Ma part du gâteau de Cédric Klapisch : le trader tradouillé

C’est l’une des plus vieilles recettes du cinéma et de la morale, l’arroseur arrosé car il est bien connu qu’on est puni par où l’on a péché. Cédric Klapisch, cinéaste de gauche qui utilise souvent le divertissement pour glisser une critique sociale et antiraciste, se sert avec La part du gâteau d’une trame de comédie hollywoodienne (la rencontre de deux extrêmes, un trader londonien et une ouvrière dunkerquoise au chômage devenue femme de ménage du premier) pour un film politique, en colère, portrait du cirque financier qui régit le monde et a fait la preuve de son fonctionnement onaniste et satisfait depuis la crise dite des subprimes de l’automne 2008.

C’est Karin Viard et Gilles Lellouche qui s’y collent, la première prolétaire débordée au milieu de ses trois filles, ébahie devant la gymnastique financière du second, lequel trouve ici son meilleur rôle. Ca commence comme chez les frères Dardenne voire Bruno Dumont avec ses gueules du nord et le gris du ciel, l’accent que l’on ne présente plus, la course après le fric et les tentatives de suicide.

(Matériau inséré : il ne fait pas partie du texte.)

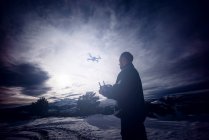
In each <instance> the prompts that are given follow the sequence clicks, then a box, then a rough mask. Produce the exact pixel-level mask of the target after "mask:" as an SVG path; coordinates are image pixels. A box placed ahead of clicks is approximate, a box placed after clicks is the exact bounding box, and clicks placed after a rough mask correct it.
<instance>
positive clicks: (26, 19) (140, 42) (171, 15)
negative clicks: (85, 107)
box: [0, 0, 209, 104]
mask: <svg viewBox="0 0 209 140" xmlns="http://www.w3.org/2000/svg"><path fill="white" fill-rule="evenodd" d="M0 9H1V10H0V19H1V20H0V104H25V103H30V102H32V101H35V100H37V99H38V98H39V97H45V98H47V99H48V100H50V101H53V100H59V99H65V98H73V97H78V96H79V95H81V94H84V93H85V92H87V91H93V92H97V93H98V89H99V85H98V82H102V81H105V83H106V84H114V83H115V80H116V77H117V74H118V73H119V72H120V68H119V65H118V64H119V56H120V54H121V53H122V52H124V51H129V52H131V53H132V54H133V56H134V61H133V64H134V65H135V67H136V69H137V70H138V72H139V74H140V77H141V80H142V84H143V90H144V95H145V98H147V97H156V96H161V95H166V94H172V93H187V92H196V91H201V92H208V91H209V88H208V87H209V86H208V85H209V71H208V68H209V61H208V56H209V47H208V45H209V10H208V9H209V3H208V2H207V1H206V0H205V1H204V0H175V1H174V0H173V1H167V0H158V1H153V0H138V1H137V0H59V1H57V0H15V1H13V0H2V1H0ZM89 53H91V54H92V55H93V56H95V57H99V56H100V57H101V60H99V62H93V61H87V59H88V58H89Z"/></svg>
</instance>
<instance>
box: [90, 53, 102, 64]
mask: <svg viewBox="0 0 209 140" xmlns="http://www.w3.org/2000/svg"><path fill="white" fill-rule="evenodd" d="M99 59H101V57H100V56H98V57H95V56H92V55H91V54H90V53H89V58H88V59H87V60H88V61H92V62H97V63H98V62H99Z"/></svg>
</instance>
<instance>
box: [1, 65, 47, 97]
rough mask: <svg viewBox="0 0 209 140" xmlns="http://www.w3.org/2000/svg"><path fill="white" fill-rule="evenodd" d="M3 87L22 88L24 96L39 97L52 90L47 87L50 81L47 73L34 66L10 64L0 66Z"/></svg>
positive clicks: (1, 80) (1, 86) (1, 77)
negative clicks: (38, 96)
mask: <svg viewBox="0 0 209 140" xmlns="http://www.w3.org/2000/svg"><path fill="white" fill-rule="evenodd" d="M0 67H1V68H0V69H1V70H0V77H1V78H0V86H1V87H8V88H10V87H21V88H22V94H25V95H30V96H38V95H41V94H44V93H46V92H47V91H49V90H50V88H49V87H45V82H46V81H47V80H48V79H49V76H48V74H47V72H45V71H43V70H41V68H39V67H38V65H34V64H29V63H25V64H9V65H7V66H5V65H1V66H0Z"/></svg>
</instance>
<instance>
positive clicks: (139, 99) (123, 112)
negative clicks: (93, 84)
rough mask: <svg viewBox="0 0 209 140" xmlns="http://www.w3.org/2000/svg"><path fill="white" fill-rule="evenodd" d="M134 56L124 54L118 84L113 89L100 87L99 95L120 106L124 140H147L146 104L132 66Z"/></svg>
mask: <svg viewBox="0 0 209 140" xmlns="http://www.w3.org/2000/svg"><path fill="white" fill-rule="evenodd" d="M132 61H133V55H132V54H131V53H129V52H123V53H122V54H121V56H120V59H119V62H120V69H121V72H120V73H119V74H118V77H117V80H116V83H115V84H114V85H113V86H111V87H109V86H108V87H107V86H106V87H105V86H102V87H100V90H99V93H100V94H102V95H104V96H106V97H107V98H110V99H114V100H116V101H117V104H118V112H117V114H116V116H117V117H119V118H120V119H121V136H122V139H123V140H146V139H147V136H146V131H145V127H144V120H145V117H146V115H145V103H144V95H143V89H142V83H141V79H140V76H139V74H138V72H137V70H136V69H135V67H134V65H133V64H132Z"/></svg>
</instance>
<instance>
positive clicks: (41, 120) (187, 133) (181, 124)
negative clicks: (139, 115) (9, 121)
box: [0, 114, 209, 140]
mask: <svg viewBox="0 0 209 140" xmlns="http://www.w3.org/2000/svg"><path fill="white" fill-rule="evenodd" d="M145 127H146V131H147V137H148V139H149V140H189V139H194V140H207V139H208V138H209V133H208V132H209V122H204V121H192V122H190V121H163V120H158V119H152V118H147V119H146V121H145ZM0 130H1V132H0V138H1V139H21V140H23V139H72V140H77V139H81V140H86V139H90V140H94V139H95V140H96V139H101V140H113V139H114V140H120V139H121V136H120V119H118V118H116V117H115V116H113V115H101V114H97V115H92V116H89V117H86V118H79V117H48V118H39V119H34V120H30V121H23V122H16V123H10V124H0Z"/></svg>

Ca continue comme du Klapisch avec ses comédiens fétiches, l’excellent Zinédine Soualem que l’on rêve de voir bientôt pour un rôle sérieux dans La proie d’Eric Valette, et le britannique Kevin Bishop de L’auberge espagnole et Les poupées russes, ici trader cynique et bien peigné. Le cinéaste excelle dans l’incapacité des Messieurs à aimer la bonne personne ou à aimer tout court, pris qu’ils sont dans leur rêve de puissance (les scènes touchantes avec la mannequin Marine Vacth), dans la construction de petits projets qui prennent une dimension biblique (négocier le bon tarif pour que Karin Viard devienne la nounou du trader), et dans la représentation des joies populaires sans l’arrogance du regard sociologique de certains autres cinéastes : il sait comme Zola dans Germinal le plaisir avec lequel le peuple dévore le peu qu’on lui reste, et le désert des fêtes people.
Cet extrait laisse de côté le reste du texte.